– И ты не упустишь из виду, думаю я, еще вот что…
– Что же именно?
– Способен ли он к познанию или не способен. Разве ты можешь ожидать, что человек со временем полюбит то, над чем мучится и с чем едва справляется?
– Это вряд ли случится.
– Что же? Если он не может удержать в голове ничего из того, чему обучался – так он забывчив, может ли он не быть пустым и в отношении знаний?
– Как же иначе!
– Понапрасну трудясь, не кончит ли он тем, что возненавидит и самого себя, и такого рода занятия?
– Конечно, возненавидит.
– Значит, забывчивую душу мы никогда не отнесем к числу философских и будем искать ту, у которой хорошая память.
– Безусловно.
Природа философа отличается соразмерностью и врожденной тонкостью ума
– Но можем ли мы сказать, что чуждая Музам и уродливая натура будет иметь влечение к чему-либо иному, кроме несоразмерности?
– И что же?
– А как, по-твоему, истина сродни несоразмерности или соразмерности?
– Соразмерности.
– Значит, кроме всего прочего требуется и соразмерность, и прирожденная тонкость ума, своеобразие которого делало бы человека восприимчивым к идее всего сущего.
– Да, конечно.
– Итак, разве, по-твоему, мы не разобрали свойства, каждое из которых, вытекая одно из другого, необходимо душе для достаточного и совершенного постижения бытия?
Философу присущи четыре основные добродетели идеального государства
– Да, они для этого в высшей степени необходимы.
– А есть ли у тебя какие-нибудь основания порицать такого рода занятие, которым никто не может как следует заниматься, если он не будет человеком, памятливым от природы, способным к познанию, великодушным, тонким и к тому же другом и сородичем истины, справедливости, мужества и рассудительности?
– Даже Мом и тот не нашел бы, к чему здесь придраться.
– И разве не поручил бы ты государство людям зрелого возраста, достигшим совершенства в образовании, – и только им одним?

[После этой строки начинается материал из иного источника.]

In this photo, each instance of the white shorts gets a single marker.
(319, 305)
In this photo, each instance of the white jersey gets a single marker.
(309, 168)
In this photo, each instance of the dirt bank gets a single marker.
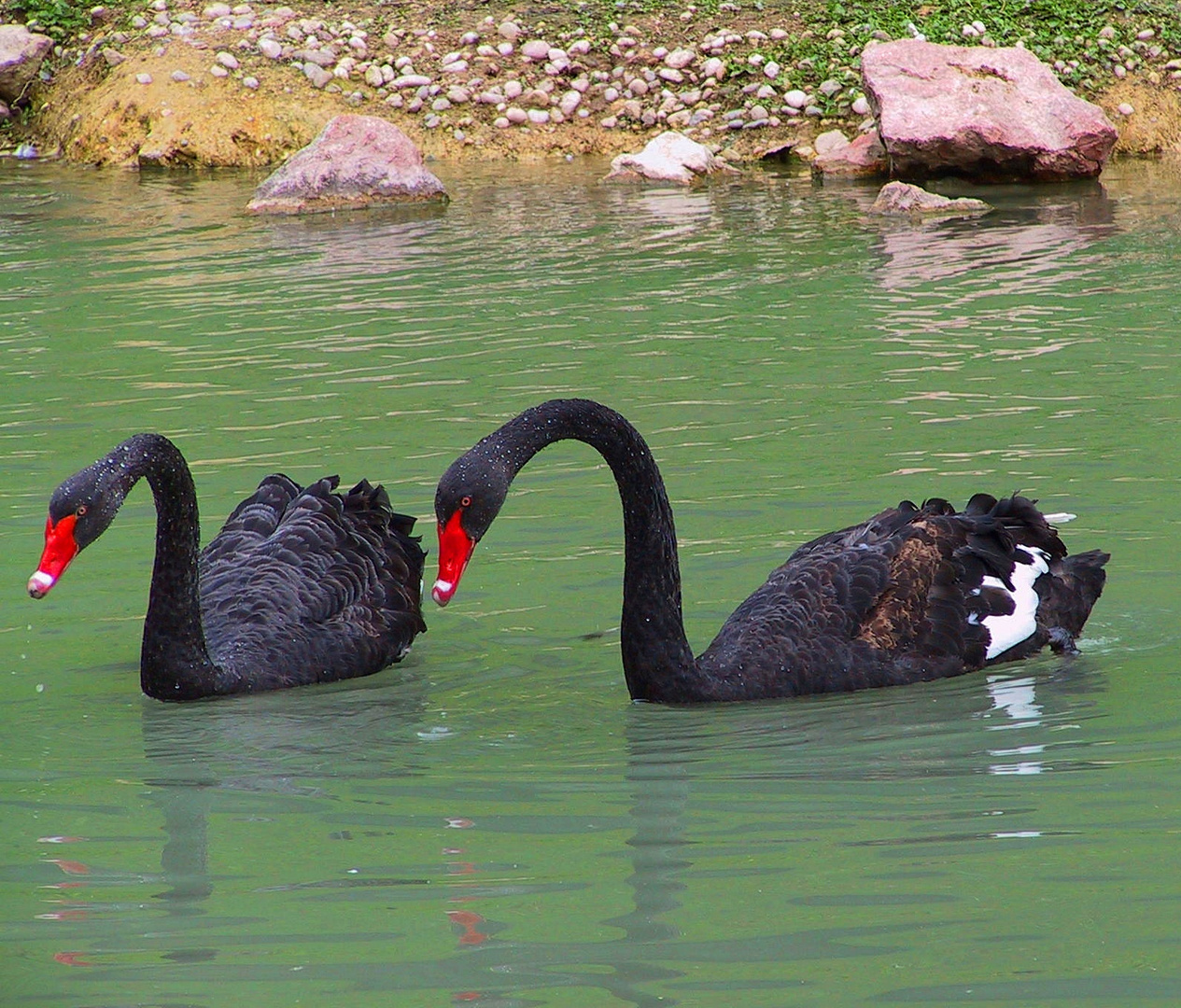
(192, 85)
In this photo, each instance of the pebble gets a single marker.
(569, 103)
(535, 49)
(316, 75)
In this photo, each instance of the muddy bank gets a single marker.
(207, 85)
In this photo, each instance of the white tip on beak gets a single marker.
(40, 583)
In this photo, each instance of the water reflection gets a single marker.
(1029, 232)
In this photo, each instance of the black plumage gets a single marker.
(912, 594)
(302, 584)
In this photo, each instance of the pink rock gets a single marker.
(986, 114)
(21, 58)
(865, 157)
(356, 161)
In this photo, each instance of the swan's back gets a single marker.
(306, 584)
(913, 594)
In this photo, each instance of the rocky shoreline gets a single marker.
(187, 84)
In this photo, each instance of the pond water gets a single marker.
(493, 821)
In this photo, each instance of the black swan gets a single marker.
(300, 585)
(913, 594)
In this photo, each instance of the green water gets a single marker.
(493, 821)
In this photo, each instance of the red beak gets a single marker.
(61, 548)
(455, 552)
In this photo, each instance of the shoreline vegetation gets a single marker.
(191, 83)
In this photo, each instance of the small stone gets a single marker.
(316, 75)
(569, 103)
(714, 67)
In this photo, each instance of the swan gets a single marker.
(912, 594)
(300, 585)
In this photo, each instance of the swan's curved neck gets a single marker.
(174, 661)
(658, 661)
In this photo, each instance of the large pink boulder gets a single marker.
(21, 52)
(356, 161)
(993, 115)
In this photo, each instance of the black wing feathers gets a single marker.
(900, 598)
(307, 584)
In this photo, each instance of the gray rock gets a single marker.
(356, 161)
(865, 157)
(988, 114)
(316, 75)
(668, 157)
(900, 199)
(21, 53)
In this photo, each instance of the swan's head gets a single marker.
(468, 499)
(80, 510)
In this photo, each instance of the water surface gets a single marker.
(493, 821)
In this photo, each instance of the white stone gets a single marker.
(535, 49)
(569, 103)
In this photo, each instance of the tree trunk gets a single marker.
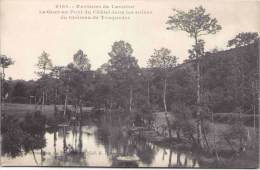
(34, 157)
(204, 135)
(164, 95)
(148, 92)
(170, 158)
(42, 101)
(130, 98)
(198, 93)
(65, 104)
(214, 136)
(165, 108)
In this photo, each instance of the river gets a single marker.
(89, 145)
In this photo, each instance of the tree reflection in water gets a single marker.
(71, 154)
(26, 135)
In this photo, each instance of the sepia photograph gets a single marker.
(130, 83)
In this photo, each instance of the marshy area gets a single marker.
(201, 113)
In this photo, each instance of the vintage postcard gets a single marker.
(130, 83)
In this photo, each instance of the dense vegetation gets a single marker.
(200, 91)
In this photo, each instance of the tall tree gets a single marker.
(5, 62)
(123, 68)
(81, 61)
(44, 64)
(196, 22)
(243, 38)
(164, 62)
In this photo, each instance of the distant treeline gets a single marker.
(228, 81)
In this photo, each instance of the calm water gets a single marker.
(90, 146)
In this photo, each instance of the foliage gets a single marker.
(5, 61)
(243, 39)
(195, 22)
(44, 63)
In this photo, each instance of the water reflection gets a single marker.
(91, 146)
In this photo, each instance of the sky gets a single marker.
(25, 33)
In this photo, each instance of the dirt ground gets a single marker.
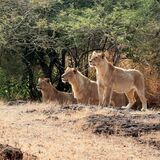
(80, 132)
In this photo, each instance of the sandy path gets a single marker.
(59, 137)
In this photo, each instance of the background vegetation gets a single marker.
(39, 37)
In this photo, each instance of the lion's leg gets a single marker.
(142, 97)
(131, 99)
(100, 95)
(107, 96)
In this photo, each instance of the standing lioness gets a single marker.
(111, 78)
(84, 89)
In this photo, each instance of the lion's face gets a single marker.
(69, 74)
(96, 59)
(43, 84)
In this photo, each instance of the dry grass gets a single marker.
(56, 133)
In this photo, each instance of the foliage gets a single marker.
(37, 36)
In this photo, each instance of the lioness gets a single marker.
(111, 78)
(86, 90)
(51, 94)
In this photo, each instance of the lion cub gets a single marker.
(51, 94)
(111, 78)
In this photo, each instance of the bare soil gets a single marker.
(77, 132)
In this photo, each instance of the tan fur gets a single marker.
(111, 78)
(86, 90)
(51, 94)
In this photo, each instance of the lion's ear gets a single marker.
(47, 80)
(75, 70)
(39, 80)
(103, 55)
(94, 52)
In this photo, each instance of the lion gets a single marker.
(51, 94)
(86, 90)
(111, 78)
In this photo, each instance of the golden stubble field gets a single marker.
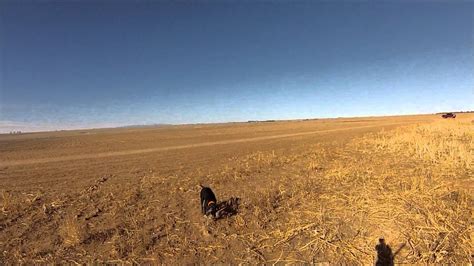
(309, 191)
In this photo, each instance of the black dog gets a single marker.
(208, 202)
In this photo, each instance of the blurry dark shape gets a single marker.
(208, 201)
(227, 208)
(384, 254)
(449, 115)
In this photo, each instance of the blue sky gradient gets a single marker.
(92, 64)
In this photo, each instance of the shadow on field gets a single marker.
(227, 208)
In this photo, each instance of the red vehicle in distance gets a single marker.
(449, 115)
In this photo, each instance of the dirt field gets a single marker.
(309, 191)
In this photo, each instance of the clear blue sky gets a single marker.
(106, 63)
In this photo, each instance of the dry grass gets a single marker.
(6, 200)
(450, 143)
(397, 189)
(72, 231)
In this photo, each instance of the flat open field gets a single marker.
(309, 191)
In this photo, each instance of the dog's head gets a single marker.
(211, 209)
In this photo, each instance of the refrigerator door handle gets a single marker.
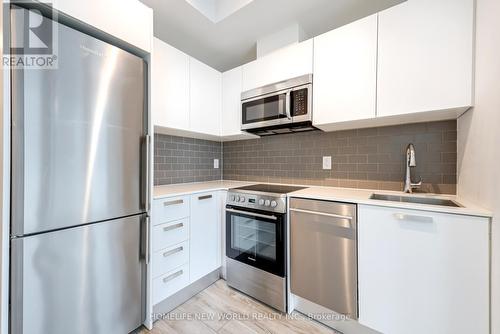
(146, 144)
(145, 239)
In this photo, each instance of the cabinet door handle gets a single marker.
(413, 218)
(173, 251)
(204, 197)
(173, 227)
(174, 275)
(177, 201)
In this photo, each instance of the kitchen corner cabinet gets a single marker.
(345, 73)
(205, 98)
(231, 105)
(423, 272)
(425, 57)
(169, 86)
(288, 62)
(205, 238)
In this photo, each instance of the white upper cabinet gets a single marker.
(128, 20)
(205, 98)
(422, 272)
(231, 102)
(169, 87)
(345, 74)
(231, 105)
(288, 62)
(425, 56)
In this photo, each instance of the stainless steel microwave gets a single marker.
(281, 107)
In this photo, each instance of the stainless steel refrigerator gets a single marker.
(79, 178)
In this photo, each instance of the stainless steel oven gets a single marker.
(256, 242)
(256, 238)
(282, 107)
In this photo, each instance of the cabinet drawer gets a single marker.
(166, 285)
(168, 259)
(168, 209)
(170, 234)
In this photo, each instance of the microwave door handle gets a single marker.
(287, 104)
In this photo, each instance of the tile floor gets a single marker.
(221, 309)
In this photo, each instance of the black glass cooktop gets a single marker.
(271, 188)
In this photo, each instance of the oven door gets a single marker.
(256, 238)
(266, 110)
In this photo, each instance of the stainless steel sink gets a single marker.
(418, 200)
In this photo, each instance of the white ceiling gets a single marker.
(217, 10)
(226, 36)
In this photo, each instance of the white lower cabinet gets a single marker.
(188, 248)
(204, 256)
(169, 283)
(423, 272)
(169, 258)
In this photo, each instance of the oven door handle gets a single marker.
(288, 103)
(252, 214)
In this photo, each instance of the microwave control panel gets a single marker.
(299, 102)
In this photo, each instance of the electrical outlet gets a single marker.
(327, 162)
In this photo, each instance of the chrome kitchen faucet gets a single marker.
(410, 162)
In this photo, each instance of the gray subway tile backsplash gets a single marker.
(365, 158)
(181, 160)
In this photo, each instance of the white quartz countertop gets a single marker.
(196, 187)
(358, 196)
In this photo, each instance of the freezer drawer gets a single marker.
(323, 259)
(81, 280)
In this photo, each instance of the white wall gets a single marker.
(479, 136)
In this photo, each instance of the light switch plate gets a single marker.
(327, 162)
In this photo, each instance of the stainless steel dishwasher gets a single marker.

Тут вступил в разговор Адимант:
– Против этого-то, Сократ, никто не нашелся бы, что тебе возразить. Но ведь всякий раз, когда ты рассуждаешь так, как теперь, твои слушатели испытывают примерно вот что: из-за непривычки задавать вопросы или отвечать на них они думают, что рассуждение при каждом твоем вопросе лишь чуть-чуть уводит их в сторону, однако, когда эти «чуть-чуть» соберутся вместе, ясно обнаруживается отклонение и противоречие с первоначальными утверждениями. Как в шашках сильный игрок в конце концов закрывает неумелому ход и тот не знает, куда ему податься, так и твои слушатели под конец оказываются в тупике и им нечего сказать в этой своего рода игре, где вместо шашек служат слова. А по правде-то дело ничуть этим не решается. Я говорю, имея в виду наш случай: ведь сейчас всякий признается, что по каждому заданному тобой вопросу он не в состоянии тебе противоречить. Стоило бы, однако, взглянуть, как с этим обстоит на деле: ведь кто устремился к философии не с целью образования, как это бывает, когда в молодости коснутся ее, а потом бросают, но, напротив, потратил на нее много времени, те большей частью становятся очень странными, чтобы не сказать совсем негодными, и даже лучшие из них под влиянием занятия, которое ты так расхваливаешь, все же делаются бесполезными для государства.
Выслушав Адиманта, я сказал:
– Так, по-твоему, тот, кто так говорит, ошибается?
– Не знаю, но я с удовольствием услышал бы твое мнение.
– Ты услышал бы, что, по моему мнению, они говорят сущую правду.
– Тогда как же это согласуется с тем, что государствам до тех пор не избавиться от бед, пока не будут в них править философы, которых мы только что признали никчемными?
– Твой вопрос требует ответа с помощью уподобления.
– А ты, видно, к уподоблениям не привык.
– Пусть будет так. Ты втянул меня в трудное рассуждение да еще и вышучиваешь! Так выслушай же мое уподобление, чтобы еще больше убедиться, как трудно оно мне дается.